Arthur Graham writes and edits for a living. Cofounder and former head editor of Rooster Republic Press. Current Editor in Chief of Horror Sleaze Trash.
One of the best collections in this series released by HSTQ. It starts off really grown up with top poems by Mendes Biondo, Ben Newell and Alan Catlin...then Scarlotti comes along and lowers the tone with one of his best, tub boy.
The stand out poem was by a poet new to me, Bear Food by Maté Jarai was bloody brilliant. I always knew Leonardo Di Caprio was a bastard that ruins everything.
If you haven't ready any of the HSTQ quarterlies then make sure you get on it right away.
If you delve into this third year anniversary quarterly, you will find that it has a certain Utopian aesthetic. I'm not sure where that came from, but it is there among the smash and grab heists (2), physical assaults, and sex work.
Poems about seasonal rebirth and the smell of train brakes. St Tropez Tan is funny about wanting to “find his beach” where the topless French may beg for his autograph, but odd to assume the delivery man has it worse than him on the same or higher level as a dishwasher lol. Then there’s some creature-adjacent talk and literally anticlimactic prose that’s not my jam (or his ;))
Ironically reading a Fourth of July poem on accident that very day—about a tornado though I wonder where it’s located. Casey Kiser: Love a good “Queen of the Gas Station” girl! Then another ED poem. Gee, does the summer heat have an effect?

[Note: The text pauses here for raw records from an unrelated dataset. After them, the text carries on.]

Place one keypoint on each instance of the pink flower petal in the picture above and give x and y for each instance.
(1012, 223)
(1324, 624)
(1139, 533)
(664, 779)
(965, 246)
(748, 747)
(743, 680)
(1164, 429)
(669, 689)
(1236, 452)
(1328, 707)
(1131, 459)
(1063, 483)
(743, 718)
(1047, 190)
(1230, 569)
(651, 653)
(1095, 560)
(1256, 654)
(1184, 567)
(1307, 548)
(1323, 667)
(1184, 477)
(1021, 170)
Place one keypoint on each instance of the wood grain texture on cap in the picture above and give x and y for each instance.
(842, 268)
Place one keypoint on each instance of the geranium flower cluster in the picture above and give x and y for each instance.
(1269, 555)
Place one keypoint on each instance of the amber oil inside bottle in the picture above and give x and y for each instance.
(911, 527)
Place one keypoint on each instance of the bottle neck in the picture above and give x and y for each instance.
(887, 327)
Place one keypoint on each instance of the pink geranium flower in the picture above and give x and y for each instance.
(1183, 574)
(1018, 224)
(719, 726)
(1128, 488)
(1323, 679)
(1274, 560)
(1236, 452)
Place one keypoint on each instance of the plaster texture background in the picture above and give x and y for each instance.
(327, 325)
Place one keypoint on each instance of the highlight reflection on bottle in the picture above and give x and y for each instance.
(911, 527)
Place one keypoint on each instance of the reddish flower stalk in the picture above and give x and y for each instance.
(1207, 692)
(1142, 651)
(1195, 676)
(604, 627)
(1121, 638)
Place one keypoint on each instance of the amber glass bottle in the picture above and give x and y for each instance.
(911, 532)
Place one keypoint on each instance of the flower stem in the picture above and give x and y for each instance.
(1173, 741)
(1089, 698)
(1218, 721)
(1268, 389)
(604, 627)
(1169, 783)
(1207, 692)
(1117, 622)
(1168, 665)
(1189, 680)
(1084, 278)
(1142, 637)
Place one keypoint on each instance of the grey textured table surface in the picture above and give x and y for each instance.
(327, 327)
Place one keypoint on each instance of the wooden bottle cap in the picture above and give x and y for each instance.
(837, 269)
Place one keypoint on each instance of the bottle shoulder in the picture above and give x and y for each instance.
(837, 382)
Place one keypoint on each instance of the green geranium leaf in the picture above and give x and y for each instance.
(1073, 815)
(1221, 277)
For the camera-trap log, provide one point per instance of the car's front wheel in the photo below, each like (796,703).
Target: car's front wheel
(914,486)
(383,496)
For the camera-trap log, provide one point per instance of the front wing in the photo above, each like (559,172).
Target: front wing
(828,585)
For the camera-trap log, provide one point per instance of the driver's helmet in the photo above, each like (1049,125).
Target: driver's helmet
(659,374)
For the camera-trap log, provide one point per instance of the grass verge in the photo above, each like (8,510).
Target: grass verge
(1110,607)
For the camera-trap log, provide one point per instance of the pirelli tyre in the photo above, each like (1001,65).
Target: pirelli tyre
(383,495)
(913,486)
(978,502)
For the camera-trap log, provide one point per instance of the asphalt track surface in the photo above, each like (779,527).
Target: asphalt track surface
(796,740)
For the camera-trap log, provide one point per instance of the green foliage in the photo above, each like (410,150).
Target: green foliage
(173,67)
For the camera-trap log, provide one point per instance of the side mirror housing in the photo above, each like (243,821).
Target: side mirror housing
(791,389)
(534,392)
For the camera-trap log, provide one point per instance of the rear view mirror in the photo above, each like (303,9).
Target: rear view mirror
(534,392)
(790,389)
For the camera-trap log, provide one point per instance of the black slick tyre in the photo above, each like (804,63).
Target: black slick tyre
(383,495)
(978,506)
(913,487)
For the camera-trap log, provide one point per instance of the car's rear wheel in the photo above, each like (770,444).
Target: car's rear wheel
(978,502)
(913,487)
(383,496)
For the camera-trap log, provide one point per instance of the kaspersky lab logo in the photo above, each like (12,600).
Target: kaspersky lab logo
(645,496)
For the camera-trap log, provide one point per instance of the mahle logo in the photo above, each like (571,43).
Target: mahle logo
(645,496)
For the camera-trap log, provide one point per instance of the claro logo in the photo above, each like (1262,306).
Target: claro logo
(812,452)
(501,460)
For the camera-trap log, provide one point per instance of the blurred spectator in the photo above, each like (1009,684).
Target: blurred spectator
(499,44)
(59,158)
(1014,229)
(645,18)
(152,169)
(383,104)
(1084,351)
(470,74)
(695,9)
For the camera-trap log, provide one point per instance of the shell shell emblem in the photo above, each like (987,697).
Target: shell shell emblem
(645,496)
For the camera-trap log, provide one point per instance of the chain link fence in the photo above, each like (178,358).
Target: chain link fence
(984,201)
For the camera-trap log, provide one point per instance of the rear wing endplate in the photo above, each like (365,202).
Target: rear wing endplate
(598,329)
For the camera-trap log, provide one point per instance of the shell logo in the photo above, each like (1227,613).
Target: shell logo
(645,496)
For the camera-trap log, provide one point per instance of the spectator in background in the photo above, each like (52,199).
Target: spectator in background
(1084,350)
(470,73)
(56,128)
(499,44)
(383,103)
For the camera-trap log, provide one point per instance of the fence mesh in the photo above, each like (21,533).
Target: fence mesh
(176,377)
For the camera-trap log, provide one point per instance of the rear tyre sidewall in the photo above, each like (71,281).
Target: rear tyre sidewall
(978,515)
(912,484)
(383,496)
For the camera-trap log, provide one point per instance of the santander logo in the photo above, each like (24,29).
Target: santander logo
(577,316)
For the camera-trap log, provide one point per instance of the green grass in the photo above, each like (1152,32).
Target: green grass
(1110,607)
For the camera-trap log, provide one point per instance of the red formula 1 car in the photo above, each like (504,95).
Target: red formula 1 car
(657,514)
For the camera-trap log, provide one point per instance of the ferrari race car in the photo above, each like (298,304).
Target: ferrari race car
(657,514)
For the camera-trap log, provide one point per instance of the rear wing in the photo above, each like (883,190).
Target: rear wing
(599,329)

The Splash reminds me a tad of a New Orleans frat fight scene w/ a frat in The Hard Road by Brendan Heneghan, though it involved metro hipsters more than transvestites. Johnny Scarlotti has an unconventionally scary piece about someone reaching into your toilet stall at a park. Now I’m legit sick. Haha.
Hard to compete for memorability with that for pgs, though the one about a guy telling a girl he hasn’t written about her is cuz he’s too preoccupied being happy is cute. In a cheeky way, so is Time For A Change by A Thiest.